I bimbi sono stati per tanti anni la sua famiglia, la sua compagnia.

Questa volta però è diverso. Io non sono più (non solo) quella signora stramba che indossa cappelli colorati, abiti stravaganti e che guida un taxi colorato. Io qui sono anche la paziente.

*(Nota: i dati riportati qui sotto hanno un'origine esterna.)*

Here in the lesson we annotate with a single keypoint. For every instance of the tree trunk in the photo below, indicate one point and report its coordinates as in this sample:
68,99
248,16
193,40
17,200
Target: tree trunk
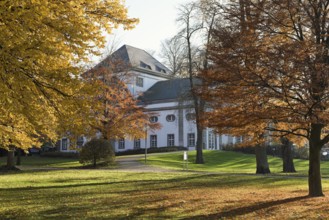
314,173
262,166
287,156
11,158
199,150
94,161
18,159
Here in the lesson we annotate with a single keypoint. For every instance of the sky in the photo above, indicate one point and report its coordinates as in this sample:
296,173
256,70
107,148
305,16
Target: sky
157,23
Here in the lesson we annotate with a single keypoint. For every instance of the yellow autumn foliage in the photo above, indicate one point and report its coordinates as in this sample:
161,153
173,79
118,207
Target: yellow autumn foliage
41,44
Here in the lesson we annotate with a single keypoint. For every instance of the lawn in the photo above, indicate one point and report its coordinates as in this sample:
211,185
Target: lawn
37,161
228,162
104,194
228,190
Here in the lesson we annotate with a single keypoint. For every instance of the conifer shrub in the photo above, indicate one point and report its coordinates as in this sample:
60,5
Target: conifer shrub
97,151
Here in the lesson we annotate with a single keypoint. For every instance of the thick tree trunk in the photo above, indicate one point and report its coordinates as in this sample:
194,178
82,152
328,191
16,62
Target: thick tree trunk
11,158
287,156
95,161
314,173
199,150
18,159
262,166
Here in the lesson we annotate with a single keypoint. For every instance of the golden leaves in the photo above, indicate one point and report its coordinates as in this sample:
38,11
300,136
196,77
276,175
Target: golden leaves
41,44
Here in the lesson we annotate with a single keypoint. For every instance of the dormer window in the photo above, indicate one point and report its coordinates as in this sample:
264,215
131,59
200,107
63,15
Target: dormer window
159,69
153,119
144,65
139,82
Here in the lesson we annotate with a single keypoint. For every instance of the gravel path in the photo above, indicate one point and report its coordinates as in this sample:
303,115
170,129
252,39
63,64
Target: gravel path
132,163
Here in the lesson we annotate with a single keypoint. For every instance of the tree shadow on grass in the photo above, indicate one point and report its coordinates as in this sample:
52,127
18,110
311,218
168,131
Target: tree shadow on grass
240,211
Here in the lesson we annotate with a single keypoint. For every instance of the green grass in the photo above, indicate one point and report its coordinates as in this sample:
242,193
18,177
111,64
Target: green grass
228,162
82,194
37,161
231,192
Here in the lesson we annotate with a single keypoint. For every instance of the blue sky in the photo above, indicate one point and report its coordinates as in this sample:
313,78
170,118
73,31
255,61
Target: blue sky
157,23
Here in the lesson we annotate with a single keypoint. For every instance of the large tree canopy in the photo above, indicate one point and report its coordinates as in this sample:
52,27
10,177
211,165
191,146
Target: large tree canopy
41,44
270,73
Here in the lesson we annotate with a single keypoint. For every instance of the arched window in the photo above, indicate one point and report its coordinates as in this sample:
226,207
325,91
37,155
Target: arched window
154,119
190,116
171,118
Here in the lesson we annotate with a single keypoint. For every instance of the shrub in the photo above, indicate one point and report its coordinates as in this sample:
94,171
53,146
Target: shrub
97,151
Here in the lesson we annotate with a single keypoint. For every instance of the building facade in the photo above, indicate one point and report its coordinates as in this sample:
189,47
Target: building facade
167,97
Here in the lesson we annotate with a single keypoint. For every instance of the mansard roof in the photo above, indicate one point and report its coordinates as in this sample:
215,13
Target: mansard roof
167,91
138,59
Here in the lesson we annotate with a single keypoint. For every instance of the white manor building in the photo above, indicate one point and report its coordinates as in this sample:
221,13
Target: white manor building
165,96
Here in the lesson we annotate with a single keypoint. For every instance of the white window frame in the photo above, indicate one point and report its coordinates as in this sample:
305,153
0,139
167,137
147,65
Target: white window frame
137,143
64,145
139,81
191,139
154,119
171,118
170,140
153,140
121,143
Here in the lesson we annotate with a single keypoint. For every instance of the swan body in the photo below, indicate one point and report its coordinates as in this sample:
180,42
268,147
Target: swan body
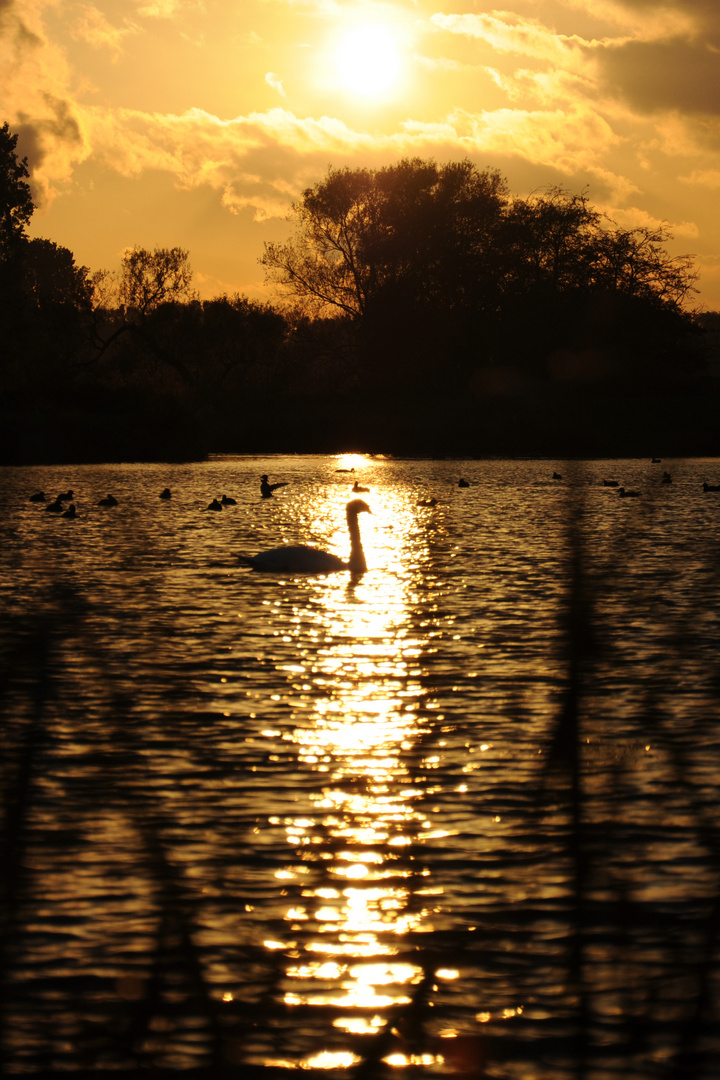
301,558
267,488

Questa volta però è diverso. Io non sono più (non solo) quella signora stramba che indossa cappelli colorati, abiti stravaganti e che guida un taxi colorato. Io qui sono anche la paziente. Come loro.

Zia Caterina

Questo cambia la prospettiva.

Eccome! Io sono come loro. E loro lo avvertono. Si sentono più capiti, più accolti. È una bella sensazione. Non c’è giudizio. Spesso ci diciamo che quello che viviamo ci fa arrabbiare.

Lei è arrabbiata?

Certo che sì. Come potrei non esserlo? Sono arrabbiatissima. Ma uso questa rabbia per far germogliare nuove emozioni. Non la combatto.

Quali emozioni?

Trasformo la mia rabbia in empatia verso il prossimo. Da quando sono passata nel campo dei “guasti” ho capito che forse, se scavi a fondo,  una buona dose di fragilità, di sfighe e sofferenze ce l’abbiamo tutti. Capirlo aiuta a vivere meglio. Ci si sente meno soli. E più gentili con l’altro.

Trasformo la mia rabbia in empatia verso il prossimo. Da quando sono passata nel campo dei “guasti” ho capito che forse, se scavi a fondo,  una buona dose di fragilità, di sfighe e sofferenze ce l’abbiamo tutti. Capirlo aiuta a vivere meglio. Ci si sente meno soli.

Zia Caterina

Come è la sua vita oggi?

Penso di essere “non sana e non malata”. Entro ed esco da due dimensioni: fuori dall’ospedale sembra che io possa vivere una vita normale. Appena varco la porta del Don Gnocchi mi parcheggiano nel mondo delle malattie rare. Ma, secondo me non è il luogo dove stiamo che determina la nostra condizione.

E allora cos’è?

Se io mi sento innamorata, sono viva. Accolgo la vita così come è. Anche la malattia. Se non accetto la malattia, mi autodistruggo. E allora sono già morta.
Il confine lo traccia l’amore.

Cosa significa amare per lei?

Per amare devi esserci, nel bene e nel male, devi vivere il momento con straordinaria forza e fare ciò che devi fare. Devi vivere con tutto te stesso quello che ti viene richiesto di fare in quel momento. Non vivere niente a metà, ma tutto nella sua totalità

Per amare devi esserci, nel bene e nel male, devi vivere il momento con straordinaria forza e fare ciò che devi fare. Devi vivere con tutto te stesso quello che ti viene richiesto di fare in quel momento. Non vivere niente a metà, ma tutto nella sua totalità

Zia Caterina

Se si potesse (e non si può), rivorrebbe la sua vita di prima?

Manco per sogno. Mi spiego: questa cosa che si invecchia e si muore non mi piace affatto. Ma questa mia nuova vita mi garba assai. È il momento di essere felici con cognizione di causa.